Viene el arte griego, y lo llena todo de luz, lo hace todo brillante, espléndido, provocador, casi lascivo. No; eso es el altar de una Vénus, el festin de unas bodas, una romería, un teatro. Ahí todo se toca, todo se ve, todo se concibe, todo se adivina. Esa no es la casa de Dios, porque ese Dios es la sombra augusta del universo, el augusto arcano de la vida, el portento que ninguna mente puede explicar, el abismo que ninguna sonda puede medir, y aquel festín griego, aquellas bodas, aquella alegría, no trae á mi imaginacion la idea del abismo, del portento, del arcano, de la sombra, de aquellas tinieblas sublimes; no trae á mi pensamiento la idea de Dios, el rumor vago, indefinible, poético y armonioso del espíritu universal.

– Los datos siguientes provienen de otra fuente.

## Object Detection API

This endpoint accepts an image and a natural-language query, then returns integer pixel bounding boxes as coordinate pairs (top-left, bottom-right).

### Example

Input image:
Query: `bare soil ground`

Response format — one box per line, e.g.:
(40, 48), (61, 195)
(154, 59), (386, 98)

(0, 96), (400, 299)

Ese arte, tan excelente para las formas, es absolutamente nulo, no sirve, para la metafísica religiosa del espíritu.
Y no tenemos más que concentrarnos por un instante, para comprender lucidamente la verdad de esta teoría.

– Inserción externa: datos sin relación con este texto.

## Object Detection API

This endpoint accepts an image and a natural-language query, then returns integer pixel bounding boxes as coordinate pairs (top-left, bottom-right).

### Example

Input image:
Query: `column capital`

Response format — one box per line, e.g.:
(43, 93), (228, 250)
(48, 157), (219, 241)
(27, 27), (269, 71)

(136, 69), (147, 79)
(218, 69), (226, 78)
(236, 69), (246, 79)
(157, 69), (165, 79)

Cuando nuestra vista no alcanza un objeto, ve sombra; es decir, no ve, porque el no ver consiste en no ver luz, y el no ver luz no es otra cosa que ver tinieblas.
Esto mismo sucede á nuestra alma, cuando no comprende un pensamiento. El pensamiento que no comprende, se la presenta oscuro, vacilante, sombrío, tenebroso. El horizonte de la sombra comienza en donde termina el horizonte de la luz, como sucede á nuestros ojos.

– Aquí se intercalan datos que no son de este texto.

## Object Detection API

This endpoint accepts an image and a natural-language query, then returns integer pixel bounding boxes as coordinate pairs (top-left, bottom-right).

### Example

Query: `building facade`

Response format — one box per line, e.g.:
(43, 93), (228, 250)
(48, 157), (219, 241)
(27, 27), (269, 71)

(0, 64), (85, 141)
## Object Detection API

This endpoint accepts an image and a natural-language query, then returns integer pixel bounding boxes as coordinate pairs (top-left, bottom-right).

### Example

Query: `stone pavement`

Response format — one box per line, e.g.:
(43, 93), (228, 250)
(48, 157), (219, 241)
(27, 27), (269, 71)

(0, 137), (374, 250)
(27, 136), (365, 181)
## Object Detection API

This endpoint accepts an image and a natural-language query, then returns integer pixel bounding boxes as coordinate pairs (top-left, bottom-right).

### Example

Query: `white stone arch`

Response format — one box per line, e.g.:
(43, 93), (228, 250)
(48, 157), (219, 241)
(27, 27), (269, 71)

Nuestra alma no comprende, no se demuestra, no se explica matemáticamente la esencia de Dios, se encuentra sin la luz del dia en esa atmósfera inconmensurable, y viene la sombra de la noche; huye la evidencia y se da de cara con el misterio. Y este misterio y aquella sombra vienen á explicarle, lo que no han podido explicarle aquella luz y aquella evidencia. De modo, que en el arte de la religion, hace la sombra lo que hace la luz en el arte gentil; en el arte del espíritu, hace el misterio lo que en el arte de la forma hace la evidencia. Lo que allí es alegría, es aquí tristeza. Lo que allí es dolor, es aquí placer. Allí se rie cuando aquí se llora, y allí se llora cuando aquí se rie.
Por esto sucede que no me gusta oir en una iglesia la música de Donizzeti, ni de Bellini, ni de Verdi. Á una iglesia no vamos á buscar el sentimiento de lo apasionado, de lo marcial, de lo atrevido, de lo voluptuoso, sino el sentimiento de lo solemne, de lo majestuoso, de lo augusto; más claro, el sentimiento de lo sublime, la emocion del patético, porque la idea de una suprema causa es el patético por excelencia. En una iglesia no quiero encontrarme al amante, al poeta, al caudillo, sino á mi creador. No me gusta encontrar allí mi genealogía humana; para eso iria al teatro; quiero encontrar mi genealogía divina, porque para eso voy á la iglesia. Y ahora me explico por qué me gusta más, cuando estoy en un templo, la música del Norte, la música germana. Y me explico tambien, por qué dos versos de la poesía inglesa, de la poesía sajona, de la poesía scita, esto es, de la poesía del Septentrion, me gustan más, muchísimo más, que todo lo que ha dicho la poesía italiana, inclusa la majestuosa poesía del Dante, acerca de un principio supremo.
Al describir la formacion del mundo, pinta un poeta inglés al supremo Hacedor ocupado en aquella portentosa tarea, y dice que da fin á la creacion, poniendo alrededor de su trono la majestad de la sombra.
Y pone alrededor del trono excelso
La augusta majestad de las tinieblas.
Esto es poesía religiosa; estos dos versos valen más, en este sentido, que toda la divina comedia del Dante. Eso no es hablar ni del mundo, ni del hombre; eso es hablar de Dios, de un Dios grande, inmenso, prodigioso, guardado por un velo, recatado por una nube, porque se habla de un Dios incomprensible por su grandeza, por su excelsitud, por su gloria, por su maravilla, por su poder; un Dios que no es tan Dios por lo que de él se sabe, como por todo lo que se ignora; un Dios que es menos Dios por su magnificencia que por sus arcanos; menos por la luz que hierve en la esfera del astro, que por la sombra que pone el poeta alrededor de su trono, aquella sombra que es el arte infinito de la eternidad.